Good girls go to heaven. Bad girls go everywhere else. – Mae West
The very first time the word “prostitute” was ever applied to me was when I was 12 years old, in the spring of 1979. Don’t be too shocked, y’all; the term was used by the nun who was the principal of my grammar school in reference to a punishwork-for-pay scheme I had dreamed up in 8th grade, and I was still a virgin for another two and a half years after that. The first time I took money for actual sex was at the beginning of January, 1985, a few months after I’d turned 18:
An engineer who was a friend of one of my professors had to go out of town on business; his wife, also an engineer, was away as well, but they had been waiting for some time for a contractor to do some work on their house and he had offered to squeeze them in between two long jobs…All I had to do was open the house at 8 AM, supervise the contractors until they left and close up by 6 PM. For this I was to be paid $5/hour, 10 hours a day for seven days, or $350 total; not bad for a broke coed in those days.
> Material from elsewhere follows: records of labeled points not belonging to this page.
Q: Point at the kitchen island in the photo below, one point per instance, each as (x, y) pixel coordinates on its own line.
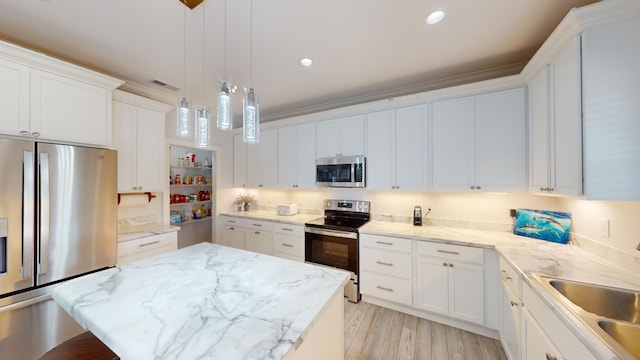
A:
(212, 302)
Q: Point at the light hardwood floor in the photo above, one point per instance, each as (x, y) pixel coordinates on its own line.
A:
(373, 332)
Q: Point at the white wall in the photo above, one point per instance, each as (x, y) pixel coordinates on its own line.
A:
(624, 221)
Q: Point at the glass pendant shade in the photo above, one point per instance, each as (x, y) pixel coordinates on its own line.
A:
(250, 118)
(203, 131)
(224, 108)
(183, 116)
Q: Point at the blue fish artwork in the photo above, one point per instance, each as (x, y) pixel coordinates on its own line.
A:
(543, 224)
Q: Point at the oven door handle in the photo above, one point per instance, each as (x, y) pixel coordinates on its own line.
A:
(336, 233)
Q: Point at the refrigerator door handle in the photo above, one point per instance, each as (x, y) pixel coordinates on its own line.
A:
(28, 205)
(43, 254)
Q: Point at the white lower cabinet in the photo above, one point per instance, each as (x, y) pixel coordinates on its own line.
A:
(258, 236)
(386, 268)
(138, 249)
(450, 279)
(288, 241)
(538, 345)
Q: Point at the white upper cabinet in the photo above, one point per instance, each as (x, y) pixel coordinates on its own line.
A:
(340, 137)
(262, 161)
(68, 110)
(611, 84)
(14, 98)
(555, 129)
(46, 99)
(138, 135)
(296, 156)
(453, 144)
(478, 142)
(396, 149)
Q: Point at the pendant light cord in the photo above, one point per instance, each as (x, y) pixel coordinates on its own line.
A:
(184, 53)
(251, 45)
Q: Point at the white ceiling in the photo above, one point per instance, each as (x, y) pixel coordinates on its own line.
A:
(361, 49)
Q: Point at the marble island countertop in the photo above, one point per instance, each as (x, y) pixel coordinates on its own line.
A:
(201, 302)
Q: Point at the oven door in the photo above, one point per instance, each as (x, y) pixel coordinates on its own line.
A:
(332, 248)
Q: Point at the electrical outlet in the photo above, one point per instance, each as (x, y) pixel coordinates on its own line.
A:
(604, 228)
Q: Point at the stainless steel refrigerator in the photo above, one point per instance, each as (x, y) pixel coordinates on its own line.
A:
(58, 213)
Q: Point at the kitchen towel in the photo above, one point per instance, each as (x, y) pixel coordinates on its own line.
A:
(546, 225)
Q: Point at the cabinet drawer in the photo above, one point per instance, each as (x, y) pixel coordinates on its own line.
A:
(385, 287)
(385, 243)
(510, 277)
(385, 262)
(147, 243)
(231, 221)
(453, 252)
(258, 225)
(291, 245)
(289, 229)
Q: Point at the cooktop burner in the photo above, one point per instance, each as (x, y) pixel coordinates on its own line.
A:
(343, 215)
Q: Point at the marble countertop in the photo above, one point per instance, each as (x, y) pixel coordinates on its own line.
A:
(297, 219)
(144, 230)
(201, 302)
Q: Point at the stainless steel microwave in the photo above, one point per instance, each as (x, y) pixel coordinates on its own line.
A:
(346, 171)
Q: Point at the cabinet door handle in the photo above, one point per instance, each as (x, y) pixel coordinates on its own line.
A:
(384, 288)
(384, 263)
(449, 252)
(150, 243)
(384, 243)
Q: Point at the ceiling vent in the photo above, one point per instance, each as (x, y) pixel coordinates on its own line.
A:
(165, 85)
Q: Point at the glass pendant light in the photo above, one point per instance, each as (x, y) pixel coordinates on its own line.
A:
(183, 112)
(250, 117)
(250, 107)
(203, 119)
(224, 107)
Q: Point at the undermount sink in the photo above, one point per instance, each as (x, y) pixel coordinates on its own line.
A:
(609, 302)
(613, 314)
(628, 335)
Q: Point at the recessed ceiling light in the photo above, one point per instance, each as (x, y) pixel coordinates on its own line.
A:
(435, 17)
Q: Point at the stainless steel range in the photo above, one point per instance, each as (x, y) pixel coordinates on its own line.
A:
(332, 240)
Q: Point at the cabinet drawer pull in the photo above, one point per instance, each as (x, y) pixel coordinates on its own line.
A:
(384, 243)
(449, 252)
(151, 243)
(384, 263)
(504, 274)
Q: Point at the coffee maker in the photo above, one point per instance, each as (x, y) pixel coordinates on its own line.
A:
(417, 216)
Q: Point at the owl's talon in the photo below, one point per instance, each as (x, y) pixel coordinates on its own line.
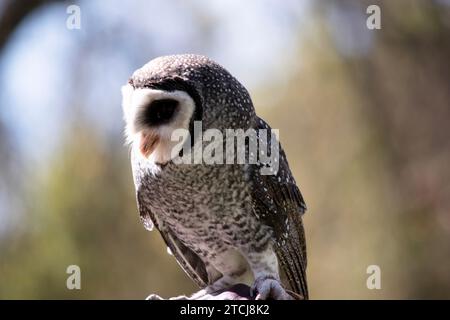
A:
(269, 288)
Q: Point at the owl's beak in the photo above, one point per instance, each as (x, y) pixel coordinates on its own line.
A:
(148, 143)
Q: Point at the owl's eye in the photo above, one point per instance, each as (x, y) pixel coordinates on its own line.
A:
(160, 111)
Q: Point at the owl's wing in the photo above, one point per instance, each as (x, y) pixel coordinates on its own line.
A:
(277, 202)
(189, 261)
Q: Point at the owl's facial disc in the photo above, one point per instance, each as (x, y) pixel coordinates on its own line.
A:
(151, 116)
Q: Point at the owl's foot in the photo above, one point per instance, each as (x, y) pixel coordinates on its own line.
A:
(268, 287)
(156, 297)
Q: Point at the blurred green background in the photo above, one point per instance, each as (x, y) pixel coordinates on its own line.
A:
(363, 116)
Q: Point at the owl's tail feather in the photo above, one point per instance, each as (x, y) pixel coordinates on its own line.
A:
(292, 260)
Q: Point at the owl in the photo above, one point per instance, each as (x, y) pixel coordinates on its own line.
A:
(226, 222)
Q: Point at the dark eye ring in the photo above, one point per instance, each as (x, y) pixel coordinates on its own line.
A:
(160, 111)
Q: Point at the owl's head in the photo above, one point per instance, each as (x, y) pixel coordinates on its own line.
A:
(172, 92)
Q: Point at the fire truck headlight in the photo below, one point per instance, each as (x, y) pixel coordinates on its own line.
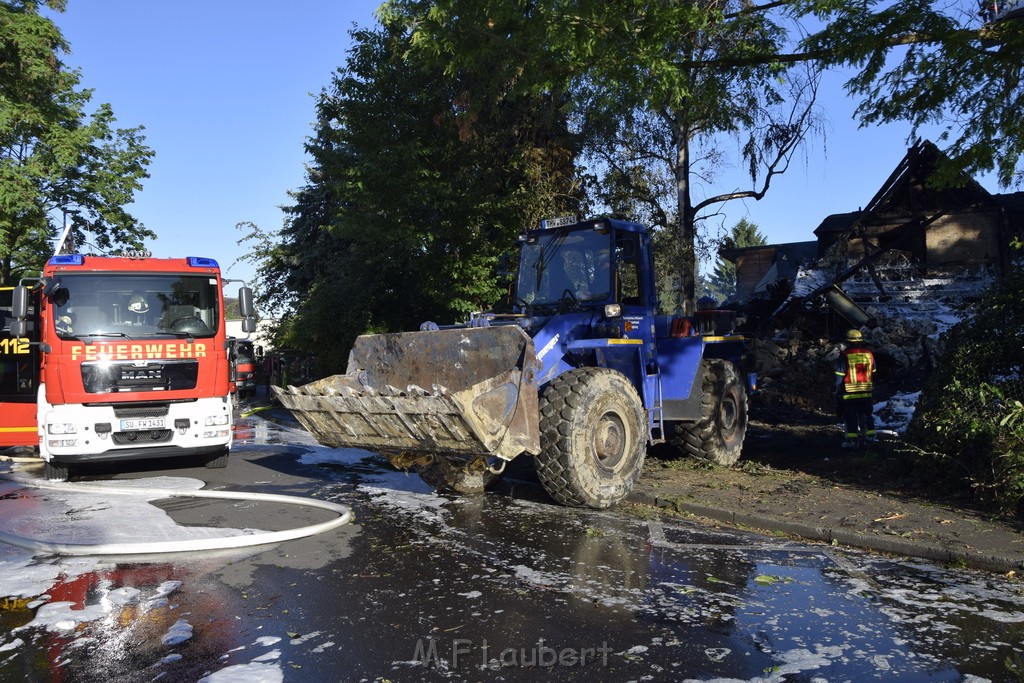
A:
(60, 428)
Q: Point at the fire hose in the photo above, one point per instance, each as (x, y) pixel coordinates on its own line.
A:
(221, 543)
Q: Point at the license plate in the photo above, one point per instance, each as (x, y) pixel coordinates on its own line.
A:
(142, 423)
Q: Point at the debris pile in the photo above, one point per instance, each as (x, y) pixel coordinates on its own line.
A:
(796, 359)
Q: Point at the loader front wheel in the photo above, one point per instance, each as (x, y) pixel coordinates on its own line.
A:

The contractors got done ahead of schedule, by Friday morning, and the engineer also came home early and arrived about 4 that afternoon. While I was showing him a few things the contractor had asked me to point out, he kept finding excuses to rub up against me and eventually came right out and propositioned me…without hesitation I said, “Can I stay on the clock?” He raised an eyebrow and I elaborated, “I was counting on being paid through the weekend”…It took less than an hour, and when he forked over the whole $350 I felt rather proud of myself…
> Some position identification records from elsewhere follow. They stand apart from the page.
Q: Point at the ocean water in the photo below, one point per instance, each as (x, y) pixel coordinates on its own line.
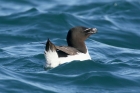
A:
(25, 25)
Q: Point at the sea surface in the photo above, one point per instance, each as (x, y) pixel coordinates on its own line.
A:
(25, 26)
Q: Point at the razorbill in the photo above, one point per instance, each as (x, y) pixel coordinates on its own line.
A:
(76, 49)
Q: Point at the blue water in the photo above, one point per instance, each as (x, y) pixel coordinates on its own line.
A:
(25, 25)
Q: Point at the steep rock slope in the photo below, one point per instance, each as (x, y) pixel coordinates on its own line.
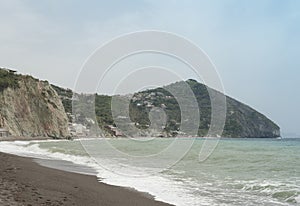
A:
(30, 107)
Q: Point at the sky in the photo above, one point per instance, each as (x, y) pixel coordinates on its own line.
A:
(254, 44)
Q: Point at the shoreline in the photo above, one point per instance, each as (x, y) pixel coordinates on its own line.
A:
(25, 182)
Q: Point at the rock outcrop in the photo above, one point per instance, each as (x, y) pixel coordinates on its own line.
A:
(32, 108)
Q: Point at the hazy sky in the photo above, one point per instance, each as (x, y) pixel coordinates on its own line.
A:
(255, 44)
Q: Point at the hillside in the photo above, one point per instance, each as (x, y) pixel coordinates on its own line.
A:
(30, 107)
(241, 120)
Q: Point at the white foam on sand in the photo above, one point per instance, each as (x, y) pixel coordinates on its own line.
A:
(162, 188)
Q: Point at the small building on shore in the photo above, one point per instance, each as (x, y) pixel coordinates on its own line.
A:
(4, 132)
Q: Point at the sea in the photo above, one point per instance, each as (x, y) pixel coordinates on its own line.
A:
(235, 172)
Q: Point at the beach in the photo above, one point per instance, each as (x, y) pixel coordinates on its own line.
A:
(24, 182)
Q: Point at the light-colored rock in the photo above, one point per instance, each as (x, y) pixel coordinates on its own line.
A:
(33, 109)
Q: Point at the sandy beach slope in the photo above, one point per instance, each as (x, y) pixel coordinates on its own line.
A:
(24, 182)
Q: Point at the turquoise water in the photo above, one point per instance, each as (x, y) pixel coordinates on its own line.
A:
(238, 172)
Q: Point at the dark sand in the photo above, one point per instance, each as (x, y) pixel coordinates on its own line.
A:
(24, 182)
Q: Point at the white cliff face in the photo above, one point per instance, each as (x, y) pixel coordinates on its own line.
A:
(33, 109)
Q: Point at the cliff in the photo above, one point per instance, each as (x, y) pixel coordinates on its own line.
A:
(242, 121)
(30, 107)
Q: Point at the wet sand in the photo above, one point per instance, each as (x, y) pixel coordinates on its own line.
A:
(24, 182)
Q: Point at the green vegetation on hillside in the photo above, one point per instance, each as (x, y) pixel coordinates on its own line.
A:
(241, 120)
(8, 78)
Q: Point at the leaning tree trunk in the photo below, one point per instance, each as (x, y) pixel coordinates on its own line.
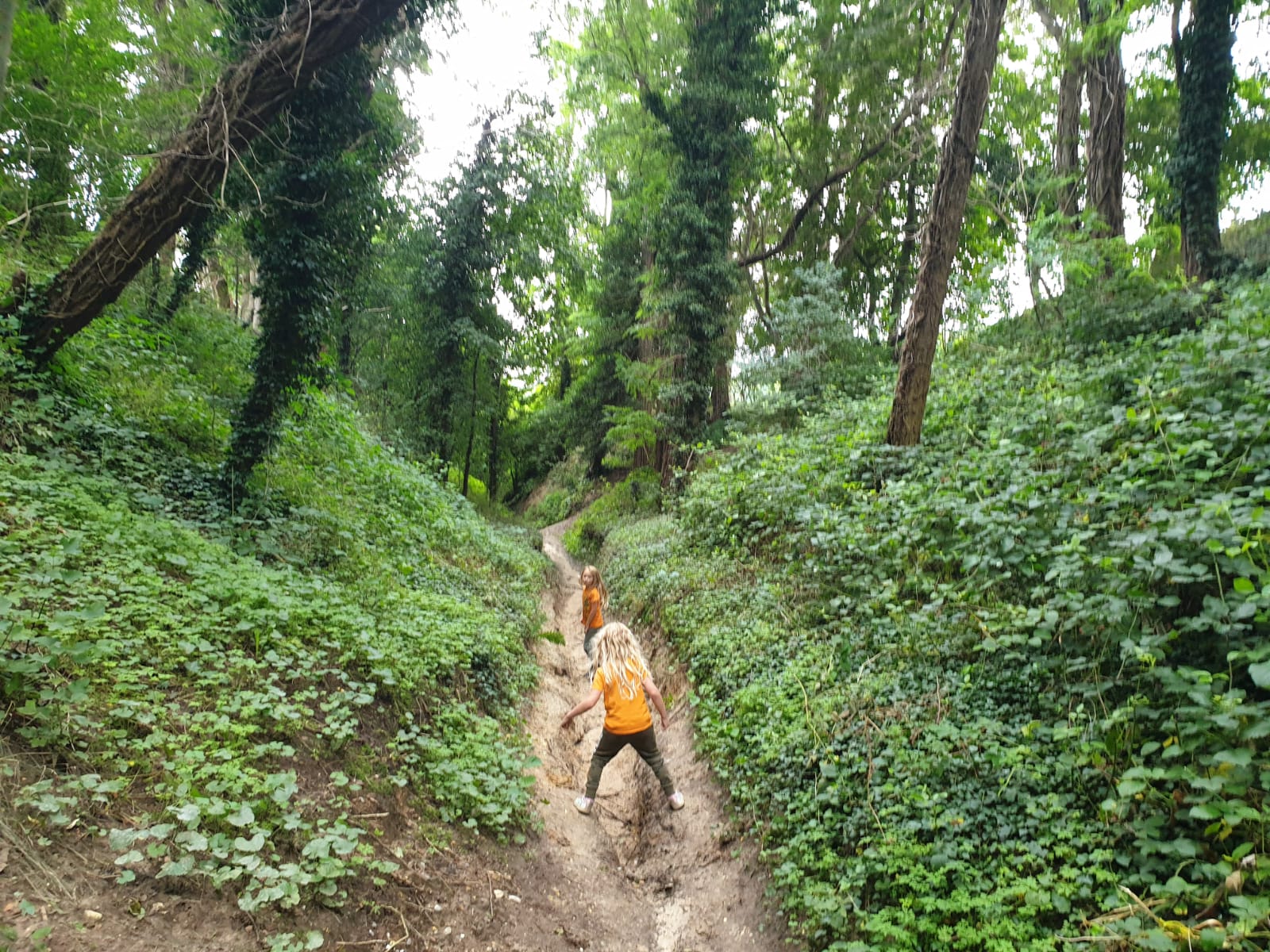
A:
(1105, 148)
(1067, 140)
(1206, 79)
(245, 99)
(944, 225)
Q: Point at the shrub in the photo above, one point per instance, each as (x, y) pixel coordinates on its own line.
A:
(971, 692)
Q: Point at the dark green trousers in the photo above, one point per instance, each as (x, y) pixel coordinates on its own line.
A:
(611, 744)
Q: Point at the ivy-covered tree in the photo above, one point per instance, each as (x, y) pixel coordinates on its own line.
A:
(188, 173)
(725, 83)
(309, 239)
(1206, 83)
(944, 222)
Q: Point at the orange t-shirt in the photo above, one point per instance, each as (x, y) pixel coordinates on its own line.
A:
(591, 608)
(625, 715)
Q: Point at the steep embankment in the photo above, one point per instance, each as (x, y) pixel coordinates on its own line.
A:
(978, 692)
(633, 875)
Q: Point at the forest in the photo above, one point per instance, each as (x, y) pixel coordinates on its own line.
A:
(902, 365)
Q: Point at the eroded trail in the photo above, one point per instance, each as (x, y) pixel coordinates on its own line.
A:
(633, 876)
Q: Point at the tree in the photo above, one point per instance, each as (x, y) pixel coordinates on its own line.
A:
(1206, 83)
(1067, 117)
(188, 175)
(1106, 92)
(309, 238)
(944, 222)
(725, 83)
(6, 10)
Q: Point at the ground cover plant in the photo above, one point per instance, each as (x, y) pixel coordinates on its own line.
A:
(1013, 683)
(216, 687)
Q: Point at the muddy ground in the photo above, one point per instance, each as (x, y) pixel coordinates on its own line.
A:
(630, 877)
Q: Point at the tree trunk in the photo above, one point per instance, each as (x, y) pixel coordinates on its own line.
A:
(1067, 141)
(200, 234)
(244, 102)
(1067, 125)
(908, 245)
(721, 393)
(6, 10)
(1105, 148)
(905, 264)
(495, 420)
(471, 424)
(944, 224)
(1206, 79)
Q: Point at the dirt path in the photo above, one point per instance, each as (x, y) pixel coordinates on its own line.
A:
(632, 877)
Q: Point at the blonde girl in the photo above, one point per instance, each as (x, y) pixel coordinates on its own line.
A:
(595, 601)
(622, 681)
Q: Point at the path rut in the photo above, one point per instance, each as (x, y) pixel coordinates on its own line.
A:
(633, 876)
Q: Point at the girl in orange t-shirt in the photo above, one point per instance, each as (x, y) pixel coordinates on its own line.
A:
(595, 601)
(624, 682)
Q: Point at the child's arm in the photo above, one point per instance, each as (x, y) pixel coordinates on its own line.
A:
(583, 706)
(656, 697)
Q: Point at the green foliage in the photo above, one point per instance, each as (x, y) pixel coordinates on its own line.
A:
(563, 490)
(217, 689)
(968, 693)
(810, 346)
(310, 238)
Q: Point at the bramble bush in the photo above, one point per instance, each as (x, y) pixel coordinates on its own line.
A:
(635, 497)
(975, 693)
(213, 689)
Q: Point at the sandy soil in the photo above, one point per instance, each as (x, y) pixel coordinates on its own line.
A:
(630, 877)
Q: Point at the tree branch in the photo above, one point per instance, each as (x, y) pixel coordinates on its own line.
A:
(248, 98)
(914, 103)
(813, 198)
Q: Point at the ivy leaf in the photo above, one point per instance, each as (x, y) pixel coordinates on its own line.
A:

It didn’t take my whorish little brain long to realize that my sexuality was now monetizable, and I had a number of guys I could subtly hit up for cash in exchange for sex when bills came due. I went on like that until the spring of 1987, when I stupidly agreed to marry Jack (because I was fucking stupid); my hiatus from whoredom lasted until he left me on January 2nd, 1995. The part I haven’t previously mentioned in print was that my ill-fated marriage was bookended by two sugar relationships, but with sugar mamas rather than sugar daddies. Remember, I’ve always been bisexual, and when Jack proposed I agreed only on the condition that I could still have girlfriends. Since the autumn of ’84 I had a sugar mama (in her late 30s then) I was very fond of; she almost never gave me cash, but took me out to dinner and a movie several times a week (especially in ’85). The sexual part of our relationship actually dried up pretty quickly; she was seeing a therapist who thought homosexuality was immature and had convinced her that “Gay is not the way”. I know that seems weird and even unethical to modern ears, but that was not an unusual viewpoint among psychiatric professionals in the ’80s. Anyhow, she met a man in the summer of ’87 and dropped me pretty soon after; I did date girls whenever Jack and I broke up (which was often) from ’87 to ’92, but none of those were pragmatic relationships.
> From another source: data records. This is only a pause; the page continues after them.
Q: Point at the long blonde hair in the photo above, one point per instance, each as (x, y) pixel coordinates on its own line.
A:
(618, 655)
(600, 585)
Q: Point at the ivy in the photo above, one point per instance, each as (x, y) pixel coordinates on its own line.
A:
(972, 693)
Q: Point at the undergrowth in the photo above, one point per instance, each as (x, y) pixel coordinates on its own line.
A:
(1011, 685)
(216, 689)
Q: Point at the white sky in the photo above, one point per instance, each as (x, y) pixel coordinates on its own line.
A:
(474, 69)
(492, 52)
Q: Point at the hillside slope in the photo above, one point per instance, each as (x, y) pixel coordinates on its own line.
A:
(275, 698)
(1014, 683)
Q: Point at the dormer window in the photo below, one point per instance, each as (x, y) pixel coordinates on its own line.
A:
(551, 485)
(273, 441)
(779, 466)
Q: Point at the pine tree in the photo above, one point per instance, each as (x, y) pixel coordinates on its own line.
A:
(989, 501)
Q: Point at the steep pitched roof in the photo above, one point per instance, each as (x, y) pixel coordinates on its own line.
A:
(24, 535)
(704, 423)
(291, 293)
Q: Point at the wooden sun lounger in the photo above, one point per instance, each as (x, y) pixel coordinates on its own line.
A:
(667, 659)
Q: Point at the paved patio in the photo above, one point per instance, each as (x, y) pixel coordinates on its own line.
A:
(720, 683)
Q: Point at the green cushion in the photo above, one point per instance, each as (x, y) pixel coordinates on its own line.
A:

Almost a year later, at the end of September of ’97, I started stripping; soon after that I met Grace and we moved in together, and her truck allowed me to commute to the clubs on Bourbon Street where I could make more money than I could in the little suburban club where I’d started. By the autumn of ’99 my outstanding debts were paid off and I took a few months off before starting at Pam’s escort service on January 2nd, 2000. I started my own agency by Easter, and also worked for two others after leaving Pam’s; I finally retired from agency escorting in June of 2006, after burning out due to overwork and Hurricane Katrina-induced chronic illness. At that point I moved into the long-term contractual form of prostitution we call “marriage”, and from July of 2006 until July of 2010 I saw no other client but my husband. As most of you know, that didn’t work out as well as I might’ve liked; my retirement seems to have been a major factor in the disintegration of my marriage, and soon after starting this blog in July of ’10 I also returned to sex work, this time as an independent, “partly for pocket money and partly to put myself in the right frame of mind to write the blog.” But as my activism developed I felt less and less willing to hide the fact that I was no longer retired, and as I prepared for my book tour in the spring of ’14 I let a number of trusted friends, patrons and whore sisters in on my secret.